1. Which of the following is not typically a government objective?
a. Low unemployment
b. Fast economic growth
c. Stable prices
d. Greater regional income inequality
2. Which of the following is not an example of fiscal policy?
a. Higher interest rates
b. Lower income tax
c. Higher corporation tax
d. Greater government spending
3. The government's budget position measures the difference between:
a. Export spending and import spending
b. Government spending and income
c. Government consumption and investment
d. Consumption and savings
4. Monetary policy does not include:
a. Changes to the interest rate
b. Changes to bank lending
c. Changes to bank borrowing
d. Changes to taxation rates
Answer 1. Which of the following is not typically a government objective?

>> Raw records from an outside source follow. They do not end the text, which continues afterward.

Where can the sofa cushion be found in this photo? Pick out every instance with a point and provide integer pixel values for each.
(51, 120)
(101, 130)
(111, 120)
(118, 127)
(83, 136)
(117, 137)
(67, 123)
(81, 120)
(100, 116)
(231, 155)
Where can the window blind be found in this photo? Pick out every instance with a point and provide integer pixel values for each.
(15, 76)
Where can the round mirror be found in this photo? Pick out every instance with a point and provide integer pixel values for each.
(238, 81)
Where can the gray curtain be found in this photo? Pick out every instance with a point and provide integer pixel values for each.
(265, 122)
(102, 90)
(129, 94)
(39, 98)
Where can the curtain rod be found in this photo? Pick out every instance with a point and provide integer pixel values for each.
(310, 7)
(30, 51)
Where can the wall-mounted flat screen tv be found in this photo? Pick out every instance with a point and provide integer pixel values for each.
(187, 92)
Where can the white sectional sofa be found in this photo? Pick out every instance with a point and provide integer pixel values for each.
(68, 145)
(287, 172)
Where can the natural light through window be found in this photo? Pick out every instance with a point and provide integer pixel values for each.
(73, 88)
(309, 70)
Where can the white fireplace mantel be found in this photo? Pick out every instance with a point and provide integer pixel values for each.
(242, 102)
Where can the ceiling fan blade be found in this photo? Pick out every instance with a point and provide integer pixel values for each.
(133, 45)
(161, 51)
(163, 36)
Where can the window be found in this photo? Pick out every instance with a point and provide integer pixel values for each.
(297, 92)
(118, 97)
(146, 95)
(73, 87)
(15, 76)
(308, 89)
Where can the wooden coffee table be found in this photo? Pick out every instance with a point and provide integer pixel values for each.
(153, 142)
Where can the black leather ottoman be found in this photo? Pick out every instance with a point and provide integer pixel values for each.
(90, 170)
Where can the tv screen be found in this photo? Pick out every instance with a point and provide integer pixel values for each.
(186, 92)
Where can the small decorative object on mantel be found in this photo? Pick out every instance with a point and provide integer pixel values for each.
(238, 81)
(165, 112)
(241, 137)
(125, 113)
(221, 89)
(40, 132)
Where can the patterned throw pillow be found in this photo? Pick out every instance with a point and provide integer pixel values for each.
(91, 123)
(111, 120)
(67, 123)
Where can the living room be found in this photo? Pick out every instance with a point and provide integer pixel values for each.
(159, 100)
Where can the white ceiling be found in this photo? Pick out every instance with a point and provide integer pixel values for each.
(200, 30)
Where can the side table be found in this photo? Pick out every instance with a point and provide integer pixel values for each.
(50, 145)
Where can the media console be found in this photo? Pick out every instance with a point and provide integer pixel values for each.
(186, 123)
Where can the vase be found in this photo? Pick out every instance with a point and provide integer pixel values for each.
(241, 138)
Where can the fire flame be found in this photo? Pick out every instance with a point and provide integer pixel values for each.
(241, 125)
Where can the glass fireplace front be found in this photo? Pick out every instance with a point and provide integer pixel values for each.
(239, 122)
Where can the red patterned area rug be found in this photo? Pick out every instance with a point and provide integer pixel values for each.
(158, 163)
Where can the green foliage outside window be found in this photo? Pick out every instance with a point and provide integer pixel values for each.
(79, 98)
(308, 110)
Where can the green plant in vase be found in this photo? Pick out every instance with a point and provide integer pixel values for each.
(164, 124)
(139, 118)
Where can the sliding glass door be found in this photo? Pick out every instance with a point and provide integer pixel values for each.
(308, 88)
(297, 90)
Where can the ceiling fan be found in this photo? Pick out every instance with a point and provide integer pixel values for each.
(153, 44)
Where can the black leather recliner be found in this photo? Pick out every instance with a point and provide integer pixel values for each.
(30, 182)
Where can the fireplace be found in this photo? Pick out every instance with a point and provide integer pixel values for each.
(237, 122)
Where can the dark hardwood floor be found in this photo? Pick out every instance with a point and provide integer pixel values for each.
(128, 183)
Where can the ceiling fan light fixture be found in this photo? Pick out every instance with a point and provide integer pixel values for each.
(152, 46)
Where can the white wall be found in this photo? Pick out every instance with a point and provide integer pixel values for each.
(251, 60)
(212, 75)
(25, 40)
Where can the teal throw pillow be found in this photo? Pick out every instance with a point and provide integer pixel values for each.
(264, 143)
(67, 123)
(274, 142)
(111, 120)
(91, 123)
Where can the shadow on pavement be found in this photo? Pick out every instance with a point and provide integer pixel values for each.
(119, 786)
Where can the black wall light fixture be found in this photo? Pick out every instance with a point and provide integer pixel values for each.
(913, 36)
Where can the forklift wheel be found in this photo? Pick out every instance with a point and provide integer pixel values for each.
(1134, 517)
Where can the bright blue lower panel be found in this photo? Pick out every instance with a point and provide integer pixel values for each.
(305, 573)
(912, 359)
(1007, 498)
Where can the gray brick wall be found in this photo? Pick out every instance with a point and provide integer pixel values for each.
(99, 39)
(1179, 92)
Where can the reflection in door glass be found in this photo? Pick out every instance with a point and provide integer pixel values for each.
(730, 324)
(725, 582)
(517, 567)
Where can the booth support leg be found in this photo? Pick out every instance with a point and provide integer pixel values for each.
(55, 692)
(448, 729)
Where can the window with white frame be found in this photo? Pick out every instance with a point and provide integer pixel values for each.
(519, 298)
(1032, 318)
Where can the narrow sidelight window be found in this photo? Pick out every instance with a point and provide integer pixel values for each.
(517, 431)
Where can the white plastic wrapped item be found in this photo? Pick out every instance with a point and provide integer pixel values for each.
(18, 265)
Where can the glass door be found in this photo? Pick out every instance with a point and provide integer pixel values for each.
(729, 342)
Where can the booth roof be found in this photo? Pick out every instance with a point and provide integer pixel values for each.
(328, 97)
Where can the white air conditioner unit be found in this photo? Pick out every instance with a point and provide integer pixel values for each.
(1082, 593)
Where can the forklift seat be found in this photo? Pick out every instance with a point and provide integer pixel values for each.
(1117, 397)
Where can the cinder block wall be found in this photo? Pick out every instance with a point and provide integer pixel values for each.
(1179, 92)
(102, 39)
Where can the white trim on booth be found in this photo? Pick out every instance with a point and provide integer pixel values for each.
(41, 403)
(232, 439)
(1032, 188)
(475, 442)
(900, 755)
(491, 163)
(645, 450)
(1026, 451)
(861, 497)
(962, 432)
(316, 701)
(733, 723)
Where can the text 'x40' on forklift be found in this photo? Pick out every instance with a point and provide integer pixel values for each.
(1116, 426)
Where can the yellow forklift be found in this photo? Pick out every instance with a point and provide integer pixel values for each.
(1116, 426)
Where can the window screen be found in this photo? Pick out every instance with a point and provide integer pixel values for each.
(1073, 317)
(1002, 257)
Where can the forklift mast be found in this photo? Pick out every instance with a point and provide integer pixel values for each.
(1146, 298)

-d.Greater regional income inequality
Explanation- government will usually seek greater regional income equality.
Answer 2.Which of the following is not an example of fiscal policy?
- a. Higher interest rates
Explanation- high interest rates are example of monetary policy.
Answer 3. The government's budget position measures the difference between:
-b. Government spending and income
Explanation- the budget position measures the difference between government spending and income.
Answer 4. Monetary policy does not include:
- d. Changes to the taxation rates
Explanation- monetary policy affects interest rates and money supply , taxation rates are part of fiscal policy.